The distribution of the sample statistic (i.e., if you add "statistic" to the end) is the sampling distribution. That is a very different thing from the sample distribution.
The quoted text is correct: the distribution of the sample is the sample distribution. The distribution that a sample statistic would have, if you repeated your study identically over and over indefinitely, is the sampling distribution.

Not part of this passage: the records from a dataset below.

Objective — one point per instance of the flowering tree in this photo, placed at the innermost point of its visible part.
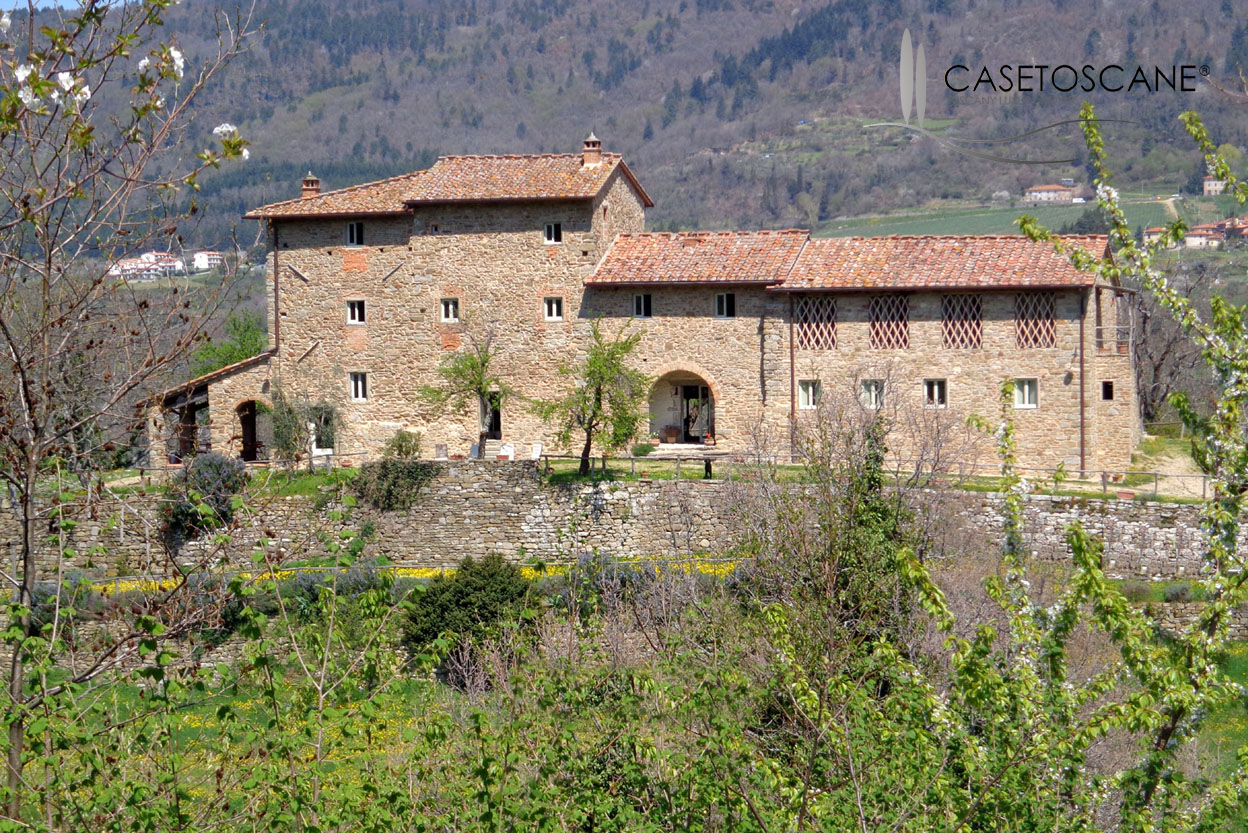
(94, 105)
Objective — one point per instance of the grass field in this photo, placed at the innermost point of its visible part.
(984, 220)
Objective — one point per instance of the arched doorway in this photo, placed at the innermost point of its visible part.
(683, 409)
(255, 430)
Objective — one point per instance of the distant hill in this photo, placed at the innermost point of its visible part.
(733, 113)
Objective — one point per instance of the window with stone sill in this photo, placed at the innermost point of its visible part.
(358, 387)
(809, 392)
(356, 234)
(642, 306)
(871, 394)
(552, 309)
(449, 311)
(1026, 392)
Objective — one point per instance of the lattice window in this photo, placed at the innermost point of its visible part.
(890, 322)
(1036, 319)
(815, 322)
(962, 321)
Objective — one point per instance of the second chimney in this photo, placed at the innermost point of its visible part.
(311, 186)
(592, 152)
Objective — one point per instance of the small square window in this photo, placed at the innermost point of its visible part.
(355, 234)
(809, 391)
(1026, 392)
(642, 307)
(449, 310)
(360, 387)
(871, 394)
(552, 309)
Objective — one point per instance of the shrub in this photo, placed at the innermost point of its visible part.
(392, 485)
(201, 496)
(466, 605)
(1177, 592)
(403, 445)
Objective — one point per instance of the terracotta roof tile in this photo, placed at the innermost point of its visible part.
(464, 179)
(207, 379)
(990, 261)
(385, 196)
(700, 257)
(536, 176)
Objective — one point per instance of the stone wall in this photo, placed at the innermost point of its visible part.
(476, 508)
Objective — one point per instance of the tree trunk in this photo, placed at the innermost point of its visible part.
(584, 453)
(16, 672)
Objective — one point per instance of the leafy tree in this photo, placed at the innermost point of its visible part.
(466, 603)
(1091, 221)
(607, 404)
(95, 106)
(469, 379)
(243, 337)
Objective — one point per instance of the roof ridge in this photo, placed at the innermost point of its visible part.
(637, 235)
(343, 190)
(1001, 236)
(605, 155)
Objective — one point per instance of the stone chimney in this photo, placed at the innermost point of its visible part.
(311, 186)
(592, 152)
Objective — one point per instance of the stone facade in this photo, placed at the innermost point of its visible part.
(493, 260)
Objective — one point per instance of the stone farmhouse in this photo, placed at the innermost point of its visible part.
(744, 332)
(1037, 194)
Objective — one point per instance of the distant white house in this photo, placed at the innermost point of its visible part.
(204, 261)
(1048, 194)
(149, 266)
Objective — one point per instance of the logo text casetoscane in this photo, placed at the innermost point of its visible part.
(1063, 78)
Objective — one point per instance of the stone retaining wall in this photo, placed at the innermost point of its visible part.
(476, 508)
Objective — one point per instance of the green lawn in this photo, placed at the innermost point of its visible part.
(1227, 729)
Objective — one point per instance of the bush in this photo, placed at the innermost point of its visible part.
(201, 496)
(392, 485)
(466, 605)
(403, 445)
(1177, 592)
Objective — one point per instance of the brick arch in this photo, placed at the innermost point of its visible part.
(692, 369)
(261, 400)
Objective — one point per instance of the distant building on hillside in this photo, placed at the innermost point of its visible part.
(204, 261)
(1048, 194)
(149, 266)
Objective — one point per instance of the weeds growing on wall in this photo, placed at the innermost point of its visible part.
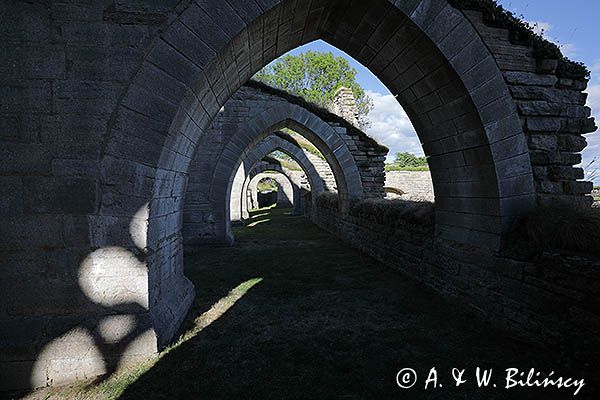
(383, 211)
(328, 200)
(521, 33)
(562, 228)
(394, 212)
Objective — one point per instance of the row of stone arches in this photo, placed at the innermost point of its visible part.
(131, 171)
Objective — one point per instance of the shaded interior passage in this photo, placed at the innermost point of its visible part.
(324, 321)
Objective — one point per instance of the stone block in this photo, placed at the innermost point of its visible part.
(528, 78)
(59, 195)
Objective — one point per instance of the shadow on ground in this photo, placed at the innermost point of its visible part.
(327, 322)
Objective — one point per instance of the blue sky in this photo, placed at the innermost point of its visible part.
(572, 24)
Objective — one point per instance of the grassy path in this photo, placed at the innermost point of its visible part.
(289, 312)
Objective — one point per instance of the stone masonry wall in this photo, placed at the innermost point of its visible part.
(553, 114)
(415, 185)
(250, 100)
(552, 302)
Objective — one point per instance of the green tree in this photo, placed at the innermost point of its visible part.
(404, 159)
(316, 76)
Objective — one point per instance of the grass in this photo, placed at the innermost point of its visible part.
(289, 312)
(394, 167)
(563, 228)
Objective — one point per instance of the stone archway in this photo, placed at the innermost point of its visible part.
(286, 190)
(427, 53)
(265, 147)
(249, 197)
(128, 173)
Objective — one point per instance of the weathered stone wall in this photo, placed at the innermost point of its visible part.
(344, 105)
(201, 219)
(553, 114)
(104, 104)
(553, 301)
(415, 185)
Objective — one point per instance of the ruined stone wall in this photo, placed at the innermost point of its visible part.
(552, 301)
(415, 185)
(249, 101)
(553, 114)
(344, 105)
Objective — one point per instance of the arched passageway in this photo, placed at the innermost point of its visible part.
(249, 197)
(264, 148)
(254, 113)
(286, 191)
(99, 200)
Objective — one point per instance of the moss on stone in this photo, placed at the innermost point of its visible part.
(522, 33)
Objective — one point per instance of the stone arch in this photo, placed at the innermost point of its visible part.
(249, 191)
(299, 119)
(392, 190)
(265, 147)
(427, 53)
(285, 187)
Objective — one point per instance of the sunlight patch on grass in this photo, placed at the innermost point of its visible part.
(260, 221)
(114, 386)
(216, 311)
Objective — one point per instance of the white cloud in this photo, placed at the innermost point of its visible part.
(540, 27)
(592, 151)
(543, 28)
(391, 127)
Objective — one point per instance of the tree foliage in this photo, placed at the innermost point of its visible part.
(404, 159)
(316, 76)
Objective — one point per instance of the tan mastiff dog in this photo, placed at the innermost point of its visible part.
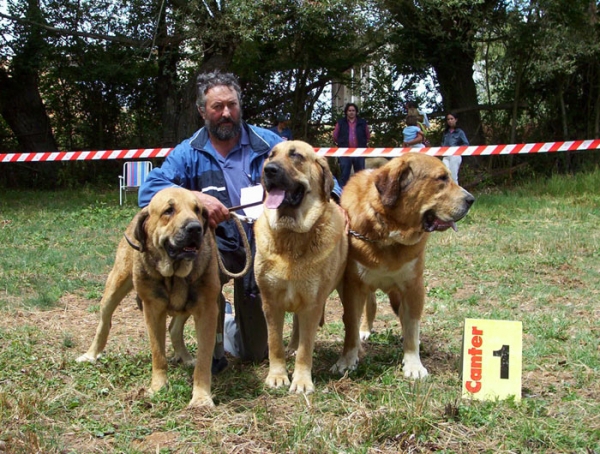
(168, 256)
(301, 250)
(391, 212)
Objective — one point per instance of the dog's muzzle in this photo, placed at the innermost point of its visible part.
(185, 245)
(281, 190)
(432, 223)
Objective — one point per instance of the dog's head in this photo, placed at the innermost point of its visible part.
(171, 229)
(297, 183)
(417, 196)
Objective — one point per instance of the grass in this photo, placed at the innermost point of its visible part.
(529, 253)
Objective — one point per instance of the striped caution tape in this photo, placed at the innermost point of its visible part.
(473, 150)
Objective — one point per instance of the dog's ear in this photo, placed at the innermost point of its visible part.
(328, 182)
(140, 233)
(204, 215)
(391, 181)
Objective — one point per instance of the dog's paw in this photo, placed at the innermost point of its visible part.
(347, 362)
(202, 401)
(87, 358)
(412, 368)
(277, 380)
(302, 386)
(184, 358)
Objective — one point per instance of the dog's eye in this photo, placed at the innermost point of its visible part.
(294, 155)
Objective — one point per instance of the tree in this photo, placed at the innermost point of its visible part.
(443, 35)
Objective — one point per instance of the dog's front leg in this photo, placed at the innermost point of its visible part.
(274, 316)
(308, 323)
(155, 315)
(409, 308)
(176, 332)
(205, 321)
(368, 317)
(118, 285)
(353, 299)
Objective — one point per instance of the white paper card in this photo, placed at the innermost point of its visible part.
(250, 195)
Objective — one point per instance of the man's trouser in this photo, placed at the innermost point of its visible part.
(251, 336)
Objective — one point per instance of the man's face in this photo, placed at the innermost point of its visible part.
(222, 113)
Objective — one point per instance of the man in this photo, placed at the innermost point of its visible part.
(217, 163)
(412, 109)
(351, 132)
(282, 129)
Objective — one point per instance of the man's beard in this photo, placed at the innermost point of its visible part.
(225, 129)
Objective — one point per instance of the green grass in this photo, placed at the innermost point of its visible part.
(528, 253)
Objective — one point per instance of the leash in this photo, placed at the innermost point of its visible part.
(225, 271)
(237, 219)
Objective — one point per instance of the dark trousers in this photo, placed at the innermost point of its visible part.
(346, 165)
(249, 316)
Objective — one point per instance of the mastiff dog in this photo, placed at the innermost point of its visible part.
(391, 211)
(168, 255)
(301, 251)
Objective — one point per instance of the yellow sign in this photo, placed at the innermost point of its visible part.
(492, 359)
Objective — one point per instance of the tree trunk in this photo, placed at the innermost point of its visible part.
(455, 76)
(23, 110)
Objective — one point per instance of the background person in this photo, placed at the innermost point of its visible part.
(453, 137)
(351, 131)
(412, 134)
(282, 129)
(422, 120)
(216, 163)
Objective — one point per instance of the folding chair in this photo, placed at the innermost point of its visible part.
(134, 174)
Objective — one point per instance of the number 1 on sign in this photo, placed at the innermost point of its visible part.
(504, 354)
(492, 357)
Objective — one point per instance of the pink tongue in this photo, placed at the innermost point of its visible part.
(274, 198)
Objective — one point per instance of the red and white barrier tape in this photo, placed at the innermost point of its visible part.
(473, 150)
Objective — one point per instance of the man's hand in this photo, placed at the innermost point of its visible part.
(217, 212)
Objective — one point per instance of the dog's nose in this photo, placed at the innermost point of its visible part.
(469, 199)
(193, 228)
(271, 169)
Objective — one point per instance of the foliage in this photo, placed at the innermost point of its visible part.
(121, 74)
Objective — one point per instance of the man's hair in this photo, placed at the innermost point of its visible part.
(350, 104)
(411, 120)
(206, 81)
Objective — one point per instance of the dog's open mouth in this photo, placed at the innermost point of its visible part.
(280, 198)
(432, 223)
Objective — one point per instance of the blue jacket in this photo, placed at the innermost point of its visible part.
(190, 166)
(454, 138)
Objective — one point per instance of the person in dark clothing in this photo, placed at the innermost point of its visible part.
(452, 137)
(217, 163)
(351, 131)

It may help you to look at the figure at the top of my answer here: Strategies for teaching the sampling distribution.
Suppose independent observations are drawn from a normal distribution with unknown mean $\mu$ and known standard deviation $\sigma = 1$. Then the distribution of a sample of size $n$ is multivariate normal; i.e., if $$\boldsymbol X = (X_1, \ldots, X_n) \sim \operatorname{Normal}(\boldsymbol \mu, \boldsymbol \Sigma = I_n)$$ where $\boldsymbol \mu = (\mu, \ldots, \mu)$ and $I_n$ is the $n \times n$ identity matrix. This is what we would call the sample distribution. Now, if I use the sample to estimate the parameter $\mu$, then it's clear that one such estimator is the sample mean $$\bar x = (x_1 + \ldots + x_n)/n,$$ and the distribution of the sample mean, or the sampling distribution of the sample mean is simply univariate normal with mean $\mu$ and standard deviation $\sigma/\sqrt{n}$; i.e., $$\bar x \sim \operatorname{Normal}(\mu, \sigma/\sqrt{n}).$$ But since this is not the only possible statistic that estimates $\mu$, let alone the only statistic of interest in general, there exist other sampling distributions; how these might be distributed depends on the statistic that is derived from the sample.